In [None]:
import os
import pandas as pd
import scipy.io
import numpy as np 
import torch
import torch.nn as nn
import matplotlib.pyplot as plt
import torch.nn.functional as F
from torch.utils.data import TensorDataset
from torch.utils.data.sampler import SubsetRandomSampler
from torch.utils.data import DataLoader
from torch.utils.data import random_split
from sklearn.model_selection import cross_val_score
from sklearn.model_selection import RepeatedKFold
import xgboost
from sklearn.multioutput import MultiOutputRegressor
from sklearn.model_selection import RandomizedSearchCV, GridSearchCV

%matplotlib inline

# **Data based on MPII dataset**

## Here we are only considering the annotations(labels) for the eye-rectangle images

## For more context check out: https://www.mpi-inf.mpg.de/departments/computer-vision-and-machine-learning/research/gaze-based-human-computer-interaction/appearance-based-gaze-estimation-in-the-wild

### Each person has "day" folders where the "day" folder contains appropriate labels for the images taken throughout the day

#### Now let us look at our data 

In [None]:
data_dir = "../input/mpii-modified-dataset/MPII_Augmented_Dataset"
people = os.listdir(data_dir)
people.sort()
print(people)

#### Iterating throughout the dataset and creating our dataframe that contains only the pupil coordinates and screen-size as input, along with the gaze position on the screen as output

In [None]:
final_df_in = pd.DataFrame()
df_gaze_vectors = pd.DataFrame()
df_pupil_coords = pd.DataFrame()
final_df_out = pd.DataFrame()

for i in range(len(people)):
    
    current_path = data_dir + "/" + people[i]
    days = os.listdir(current_path)
    days.sort()
    df_in_person = pd.DataFrame()
    df_out_person = pd.DataFrame()
    df_pupil = pd.DataFrame()
    df_vectors = pd.DataFrame()
    screen_size = scipy.io.loadmat(current_path + "/Calibration/screenSize.mat")
    screen_height = screen_size['height_pixel']
    screen_width = screen_size['width_pixel']
    
    for j in range(len(days)):
        
        if(days[j] == "Calibration" or (i == 2 and j == 29) or (i == 9 and j == 8) or (i == 10 and j == 6)):
            continue
        
        df = pd.read_csv(current_path + "/" + days[j] + "/annotation.csv")
        df_in = df[["gt1", "gt2", "gt3"]].copy()
        df_out = df[["screen_pos1", "screen_pos2"]].copy()
        df_pup = df[["reye_x", "reye_y", "reye_z", "leye_x", "leye_y", "leye_z"]].copy()
        df_vector = df[["gt1", "gt2", "gt3"]].copy()
    
        df_in_person = df_in_person.append(df_in)
        df_out_person = df_out_person.append(df_out)
        df_pupil = df_pupil.append(df_pup)
        df_vectors = df_vectors.append(df_vector)
    
    df_in_person['screen_height'] = screen_height[0][0]
    df_in_person['screen_width'] = screen_width[0][0]
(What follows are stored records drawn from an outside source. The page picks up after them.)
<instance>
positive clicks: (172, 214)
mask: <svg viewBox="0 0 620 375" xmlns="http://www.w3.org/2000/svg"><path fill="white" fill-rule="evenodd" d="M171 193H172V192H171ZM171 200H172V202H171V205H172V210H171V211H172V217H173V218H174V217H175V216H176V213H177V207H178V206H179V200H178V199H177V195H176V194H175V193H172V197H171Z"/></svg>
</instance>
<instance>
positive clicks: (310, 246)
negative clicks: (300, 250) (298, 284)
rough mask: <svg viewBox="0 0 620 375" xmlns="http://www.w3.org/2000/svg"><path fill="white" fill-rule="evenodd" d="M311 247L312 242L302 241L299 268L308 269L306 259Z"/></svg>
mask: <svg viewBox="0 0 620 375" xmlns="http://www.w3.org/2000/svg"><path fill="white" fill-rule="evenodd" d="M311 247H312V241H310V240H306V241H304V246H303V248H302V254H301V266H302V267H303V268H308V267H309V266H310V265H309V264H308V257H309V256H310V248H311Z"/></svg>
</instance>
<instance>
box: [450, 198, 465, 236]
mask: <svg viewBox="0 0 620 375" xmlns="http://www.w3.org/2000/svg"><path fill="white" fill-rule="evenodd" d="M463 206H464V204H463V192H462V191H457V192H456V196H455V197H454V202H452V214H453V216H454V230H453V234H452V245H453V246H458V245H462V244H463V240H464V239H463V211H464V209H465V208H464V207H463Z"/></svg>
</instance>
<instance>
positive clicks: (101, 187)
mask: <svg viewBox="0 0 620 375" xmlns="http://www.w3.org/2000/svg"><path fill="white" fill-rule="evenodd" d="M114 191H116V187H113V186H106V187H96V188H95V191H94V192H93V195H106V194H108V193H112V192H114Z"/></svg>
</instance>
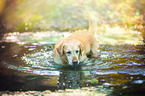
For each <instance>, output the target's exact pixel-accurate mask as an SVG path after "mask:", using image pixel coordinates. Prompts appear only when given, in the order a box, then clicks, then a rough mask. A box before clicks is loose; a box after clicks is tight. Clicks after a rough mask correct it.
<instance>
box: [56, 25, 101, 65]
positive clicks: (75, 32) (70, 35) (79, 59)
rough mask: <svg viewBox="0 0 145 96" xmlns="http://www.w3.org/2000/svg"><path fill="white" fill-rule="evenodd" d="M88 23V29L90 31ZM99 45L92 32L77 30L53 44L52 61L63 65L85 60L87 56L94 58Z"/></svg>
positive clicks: (86, 60) (95, 57) (57, 63)
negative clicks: (88, 55)
mask: <svg viewBox="0 0 145 96" xmlns="http://www.w3.org/2000/svg"><path fill="white" fill-rule="evenodd" d="M91 27H92V24H90V27H89V31H91V29H90V28H91ZM98 48H99V45H98V43H97V41H96V39H95V37H94V34H93V32H88V31H82V32H80V31H78V32H75V33H73V34H72V35H70V36H69V37H67V38H64V39H62V40H60V41H58V43H57V44H56V45H55V48H54V62H55V63H57V64H64V65H67V64H69V65H77V64H79V63H80V62H86V61H87V56H88V55H91V57H94V58H96V57H97V56H98Z"/></svg>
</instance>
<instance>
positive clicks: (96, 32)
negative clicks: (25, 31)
mask: <svg viewBox="0 0 145 96" xmlns="http://www.w3.org/2000/svg"><path fill="white" fill-rule="evenodd" d="M101 31H102V30H101ZM101 31H100V30H97V32H96V34H95V38H96V40H97V41H98V43H99V44H133V45H137V44H143V42H142V40H143V39H142V37H141V32H138V31H132V30H128V29H124V28H120V27H112V28H111V27H108V28H106V29H104V30H103V32H101ZM99 32H100V33H99ZM70 34H71V32H56V31H47V32H24V33H19V32H14V33H8V34H6V35H5V37H4V38H3V40H4V41H6V42H19V43H21V44H24V43H29V42H33V43H34V42H36V43H37V42H38V43H39V42H54V43H56V42H57V41H58V40H60V39H61V38H64V37H67V36H68V35H70Z"/></svg>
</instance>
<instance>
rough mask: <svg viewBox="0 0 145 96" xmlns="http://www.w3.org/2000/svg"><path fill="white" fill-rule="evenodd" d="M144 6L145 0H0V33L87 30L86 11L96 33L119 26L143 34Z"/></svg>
mask: <svg viewBox="0 0 145 96" xmlns="http://www.w3.org/2000/svg"><path fill="white" fill-rule="evenodd" d="M144 6H145V2H144V0H103V1H102V0H85V1H84V0H77V1H76V0H25V1H24V0H0V32H1V33H0V34H1V37H3V34H4V33H6V32H27V31H29V32H30V31H33V32H36V31H52V30H55V31H60V32H61V31H68V30H69V31H74V30H80V29H87V28H88V18H87V16H86V11H89V12H90V14H91V15H92V16H93V19H94V20H96V21H97V27H98V32H106V30H107V28H110V27H117V26H119V27H122V28H125V29H129V30H137V31H140V32H141V34H142V36H143V37H145V36H144V33H145V32H144V30H145V7H144Z"/></svg>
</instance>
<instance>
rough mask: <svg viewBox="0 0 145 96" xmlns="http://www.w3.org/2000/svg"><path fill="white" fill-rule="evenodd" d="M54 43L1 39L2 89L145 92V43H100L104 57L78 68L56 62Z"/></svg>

    final_df_in = final_df_in.append(df_in_person)
    final_df_out = final_df_out.append(df_out_person)
    df_pupil_coords = df_pupil_coords.append(df_pupil)
    df_gaze_vectors = df_gaze_vectors.append(df_vectors)

#### Let us describe the dataframes

In [None]:
final_df_in.describe()

In [None]:
final_df_out.head()

In [None]:
df_pupil_coords.describe()

In [None]:
df_gaze_vectors.head()

#### Now let us convert the data in our data frame to a tensor in PyTorch

In [None]:
input_array = df_pupil_coords.to_numpy()
output_array = df_gaze_vectors.to_numpy()
input_array = input_array.astype(np.float32)
output_array = output_array.astype(np.float32)

input_tensor = torch.from_numpy(input_array)
output_tensor = torch.from_numpy(output_array)

In [None]:
gaze_to_screen_x = final_df_in.values
gaze_to_screen_y = final_df_out.values

pupil_to_gaze_x = df_pupil_coords.values
pupil_to_gaze_y = df_gaze_vectors.values

### Using gradient boosting

### First Regressor

In [None]:
# created nn for now, have to see what happens next

In [None]:
pupil_to_gaze_xgb = MultiOutputRegressor(xgboost.XGBRegressor(objective = 'reg:squarederror', eval_metric = 'rmse'))
pupil_to_gaze_xgb.fit(pupil_to_gaze_x, pupil_to_gaze_y)

### Model Performance

In [None]:
print(np.mean((pupil_to_gaze_xgb.predict(pupil_to_gaze_x) - pupil_to_gaze_y) ** 2, axis=0))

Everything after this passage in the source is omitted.